Masih kata Abah Landoeng terkait viralnya Mbak Rara di Mandalika pada hari Minggu lalu, “Ternyata dia itu kan bagian dari tim modifikasi cuaca yang kerjasama dengan BMKG. Biasanya kan menebar garam NaCl dalam beberapa kali shorty penerbangan di seputar Mandalika,” ujarnya.

“Jadi kalau masih ada yang mencemooh aksi Mbak Rara di Mandalika, ya padahal mah biarkan saja, ini kan bagian dari kearifan lokal kita saja,” yang diketahui Abah Landoeng biasanya untuk melakukan jasa pengendalian hujan ini ternyata tak sembarangan.

“Biasa, Abah melakukan puasa beberapa hari sebelumnya. Kalau di lapangan pas waktunya (hari H), hanya beberapa botol air mineral dan dan beberapa bungkus rokok untuk diambil asapnya. Asap ini, sebagai simbol untuk memindahkan awan bibit hujan itu sementara saja” jelasnya lagi.

Berlanjut tentang fungsi garam serta unak-anik lainnya, yang ternyata dalam modifikasi hujan banyak digunakan dalam jasa pawang hujan selain di Indonesia, yang terkadang dilakukan juga di Afrika Selatan, Jepang, Thailand, termasuk di Inggris dengan pendekatan yang modern dan berbiaya cukup mahal, kata Abah Landoeng:

“Sebaiknya kita bersyukur punya akar budaya yang cukup dalam di berbagai daerah. Khusus untuk memindahkan sementara awan yang mengandung air hujan, ini sih boleh percaya atau tidak,” tutupnya dari kediamannya bersama Ibu Sani di Jl. Sentral Cibabat betulan Gang Jameng, Cimahi, Jawa Barat.

Kata Kang Asep dan Tedy Ruswandi

Secara terpisah, redaksi mengontak warga Kota Bandung yang tinggal di daeah Pasteur, ini sesuai tuturan Abah Landoeng. ”Coba minta pendapat dari Kang Asep GP yang tahu persis dan pernah melakukan kajian cukup mendalam tentang tradisi pawang hujan sebagai kearifan lokal bangsa kita,” ucapnya.

“Saya beberapa kali pernah mengikuti para pawang hujan di beberapa daerah di Jawa Barat, memang keahlian ini sebagai kekayaan bangsa kita.

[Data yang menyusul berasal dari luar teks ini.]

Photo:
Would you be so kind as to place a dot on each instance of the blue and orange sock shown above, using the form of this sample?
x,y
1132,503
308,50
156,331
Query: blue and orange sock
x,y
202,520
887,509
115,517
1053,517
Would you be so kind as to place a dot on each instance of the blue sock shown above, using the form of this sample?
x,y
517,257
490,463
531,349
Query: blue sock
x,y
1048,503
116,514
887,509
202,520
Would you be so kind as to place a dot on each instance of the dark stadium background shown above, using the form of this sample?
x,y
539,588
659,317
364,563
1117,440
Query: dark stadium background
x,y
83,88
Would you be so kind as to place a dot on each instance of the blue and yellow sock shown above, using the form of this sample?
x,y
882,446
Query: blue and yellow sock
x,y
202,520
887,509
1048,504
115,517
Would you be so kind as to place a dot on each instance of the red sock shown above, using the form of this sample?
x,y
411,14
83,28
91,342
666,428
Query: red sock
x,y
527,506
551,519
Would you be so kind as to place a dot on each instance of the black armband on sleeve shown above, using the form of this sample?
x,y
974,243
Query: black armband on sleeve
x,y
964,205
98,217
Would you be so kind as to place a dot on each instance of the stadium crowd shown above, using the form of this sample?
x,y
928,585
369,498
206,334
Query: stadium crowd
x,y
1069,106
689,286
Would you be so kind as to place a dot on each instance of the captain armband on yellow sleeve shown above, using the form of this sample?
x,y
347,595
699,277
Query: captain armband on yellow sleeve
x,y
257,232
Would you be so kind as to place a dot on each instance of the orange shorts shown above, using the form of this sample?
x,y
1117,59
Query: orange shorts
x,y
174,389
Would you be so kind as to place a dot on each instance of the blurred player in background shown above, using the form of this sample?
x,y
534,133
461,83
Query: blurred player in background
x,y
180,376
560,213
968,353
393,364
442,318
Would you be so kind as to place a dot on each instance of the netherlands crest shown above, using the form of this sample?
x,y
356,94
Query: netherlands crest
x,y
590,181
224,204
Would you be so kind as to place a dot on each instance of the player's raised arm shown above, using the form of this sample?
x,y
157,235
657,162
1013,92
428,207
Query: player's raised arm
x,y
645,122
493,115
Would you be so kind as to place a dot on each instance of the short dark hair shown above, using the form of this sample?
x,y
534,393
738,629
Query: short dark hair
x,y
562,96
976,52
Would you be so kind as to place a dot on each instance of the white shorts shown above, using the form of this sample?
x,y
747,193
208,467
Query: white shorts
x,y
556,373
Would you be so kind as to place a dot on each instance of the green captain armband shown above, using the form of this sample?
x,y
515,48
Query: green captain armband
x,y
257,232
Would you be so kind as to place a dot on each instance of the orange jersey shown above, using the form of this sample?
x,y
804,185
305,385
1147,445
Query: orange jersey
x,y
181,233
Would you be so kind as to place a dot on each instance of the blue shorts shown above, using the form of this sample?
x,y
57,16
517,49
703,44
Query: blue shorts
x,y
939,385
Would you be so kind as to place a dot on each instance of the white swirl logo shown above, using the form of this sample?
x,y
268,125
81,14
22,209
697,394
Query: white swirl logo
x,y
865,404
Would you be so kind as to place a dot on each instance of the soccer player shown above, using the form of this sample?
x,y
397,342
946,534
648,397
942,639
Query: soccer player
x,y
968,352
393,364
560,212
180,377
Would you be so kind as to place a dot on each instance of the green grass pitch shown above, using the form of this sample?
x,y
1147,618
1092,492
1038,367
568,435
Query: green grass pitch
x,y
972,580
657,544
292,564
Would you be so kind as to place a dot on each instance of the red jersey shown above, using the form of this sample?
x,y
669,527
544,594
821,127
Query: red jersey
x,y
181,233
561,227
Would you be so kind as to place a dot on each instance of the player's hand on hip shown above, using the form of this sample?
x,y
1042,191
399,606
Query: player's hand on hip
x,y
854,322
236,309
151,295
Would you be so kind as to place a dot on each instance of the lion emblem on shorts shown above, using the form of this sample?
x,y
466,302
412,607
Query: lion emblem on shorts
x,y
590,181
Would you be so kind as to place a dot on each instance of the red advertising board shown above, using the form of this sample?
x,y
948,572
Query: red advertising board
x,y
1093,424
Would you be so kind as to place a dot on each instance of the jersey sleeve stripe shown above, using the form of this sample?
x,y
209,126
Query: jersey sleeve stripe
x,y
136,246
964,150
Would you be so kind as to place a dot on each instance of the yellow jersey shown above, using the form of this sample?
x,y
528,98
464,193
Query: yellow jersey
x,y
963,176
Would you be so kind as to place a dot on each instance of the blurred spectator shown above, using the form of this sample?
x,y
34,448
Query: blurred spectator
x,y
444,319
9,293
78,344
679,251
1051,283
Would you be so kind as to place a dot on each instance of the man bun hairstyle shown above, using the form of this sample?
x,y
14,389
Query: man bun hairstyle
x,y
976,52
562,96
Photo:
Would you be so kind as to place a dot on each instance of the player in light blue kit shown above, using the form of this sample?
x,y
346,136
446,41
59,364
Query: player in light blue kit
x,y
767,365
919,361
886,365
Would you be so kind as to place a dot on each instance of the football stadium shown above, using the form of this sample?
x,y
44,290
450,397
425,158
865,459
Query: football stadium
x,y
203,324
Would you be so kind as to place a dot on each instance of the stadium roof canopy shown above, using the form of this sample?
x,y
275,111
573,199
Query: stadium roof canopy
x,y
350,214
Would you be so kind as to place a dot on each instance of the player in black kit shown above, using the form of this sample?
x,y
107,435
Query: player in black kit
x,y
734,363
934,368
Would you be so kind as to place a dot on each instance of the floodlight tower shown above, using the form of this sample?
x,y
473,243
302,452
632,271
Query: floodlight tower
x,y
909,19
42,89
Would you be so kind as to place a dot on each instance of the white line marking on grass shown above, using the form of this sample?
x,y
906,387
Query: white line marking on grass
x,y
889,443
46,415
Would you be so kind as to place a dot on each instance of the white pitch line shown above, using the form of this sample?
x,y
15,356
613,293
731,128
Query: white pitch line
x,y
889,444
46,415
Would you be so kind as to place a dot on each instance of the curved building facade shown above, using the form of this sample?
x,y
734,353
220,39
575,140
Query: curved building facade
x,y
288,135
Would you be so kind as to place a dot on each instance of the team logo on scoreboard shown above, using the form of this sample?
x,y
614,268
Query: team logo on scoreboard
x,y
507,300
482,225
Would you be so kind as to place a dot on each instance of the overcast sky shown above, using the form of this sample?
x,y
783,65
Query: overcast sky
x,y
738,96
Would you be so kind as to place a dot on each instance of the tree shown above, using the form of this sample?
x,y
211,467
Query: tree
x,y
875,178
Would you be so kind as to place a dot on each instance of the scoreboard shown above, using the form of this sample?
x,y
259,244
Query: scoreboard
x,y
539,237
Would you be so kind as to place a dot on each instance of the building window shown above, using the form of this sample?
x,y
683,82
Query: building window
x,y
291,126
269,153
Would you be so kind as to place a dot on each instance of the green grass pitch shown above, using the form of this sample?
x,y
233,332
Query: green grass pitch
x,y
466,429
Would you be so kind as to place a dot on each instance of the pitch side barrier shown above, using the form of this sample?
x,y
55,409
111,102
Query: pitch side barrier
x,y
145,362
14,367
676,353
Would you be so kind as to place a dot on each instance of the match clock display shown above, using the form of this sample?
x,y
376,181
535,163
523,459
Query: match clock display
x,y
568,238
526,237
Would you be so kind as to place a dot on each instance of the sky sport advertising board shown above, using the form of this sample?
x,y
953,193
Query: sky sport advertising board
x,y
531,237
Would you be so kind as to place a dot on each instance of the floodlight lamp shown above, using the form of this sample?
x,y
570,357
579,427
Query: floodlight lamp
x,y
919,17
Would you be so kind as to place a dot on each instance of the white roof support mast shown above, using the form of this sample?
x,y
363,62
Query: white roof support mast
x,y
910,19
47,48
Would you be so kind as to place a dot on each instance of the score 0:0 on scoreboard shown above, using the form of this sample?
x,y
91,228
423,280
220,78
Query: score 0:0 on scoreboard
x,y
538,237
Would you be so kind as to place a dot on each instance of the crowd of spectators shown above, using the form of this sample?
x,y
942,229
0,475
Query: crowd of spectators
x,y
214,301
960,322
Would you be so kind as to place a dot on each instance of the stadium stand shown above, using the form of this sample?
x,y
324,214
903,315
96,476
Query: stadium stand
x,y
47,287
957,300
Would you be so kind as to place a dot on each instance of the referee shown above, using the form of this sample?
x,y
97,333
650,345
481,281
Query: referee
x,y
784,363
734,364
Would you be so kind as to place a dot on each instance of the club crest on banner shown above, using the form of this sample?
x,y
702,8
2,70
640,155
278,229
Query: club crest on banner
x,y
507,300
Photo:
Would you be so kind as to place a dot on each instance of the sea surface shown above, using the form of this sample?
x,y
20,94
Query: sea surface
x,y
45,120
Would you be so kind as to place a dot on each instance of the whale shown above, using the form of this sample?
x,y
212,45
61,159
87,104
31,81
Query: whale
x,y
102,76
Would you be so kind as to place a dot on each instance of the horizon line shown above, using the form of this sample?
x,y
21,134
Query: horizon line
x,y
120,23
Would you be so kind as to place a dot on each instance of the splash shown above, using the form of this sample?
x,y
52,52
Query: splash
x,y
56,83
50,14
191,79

Tak usah dipandang sebelah mata,” ujar Kang Asep saat dihubungi.

Ditambahkannya, “Sejak tahun 1970-an kala saya masih usia SD di Bandung, jasa pawang hujan ini kerap digunakan dalam berbagai acara, seperti khitanan, pernikahan, hingga pawai saat Marching Band Unpad SPDC tahun 80-an, cukup ampuh memindahkan hujan, dan acara jadi sukses, tapi ya percaya atau tidaklah, tergantung keyakinan kita,” tutupnya.

Walhasil, perkara viral aksi Mbak Rara Istiani di Sirkuit Mandalika baru-baru ini, menurut beberapa kalangan yang redaksi hubungi, menanggapi bahwa kegiatan pawang hujan tersebut sebagai gimmick.

”Anggap saja sebagai gimik atau adegan yang khusus dan menarik perhatian. Ini kan sebagai pemanis kalau kita menawarkan barang dalam ilmu marketing,” papar Tedy Ruswandi (43) seorang yang membidangi sales marketing dunia otomotiv di Kota Bandung.

“Buktinya, setelah ada aksi pawang hujan di Sirkuit Mandalika, yang heboh tidak hanya di dalam negeri, namun juga di luar negeri. Ini jadi pintu masuk, kalau pandemi Covid-19 usai, pasti turis mancanegara pada datang ke Mandalika. Ini hikmah lain dari pawang hujan, yang memikat jutaan pasang mata penonton siaran langsung TV sedunia,” pungkas Tedy Ruswandy.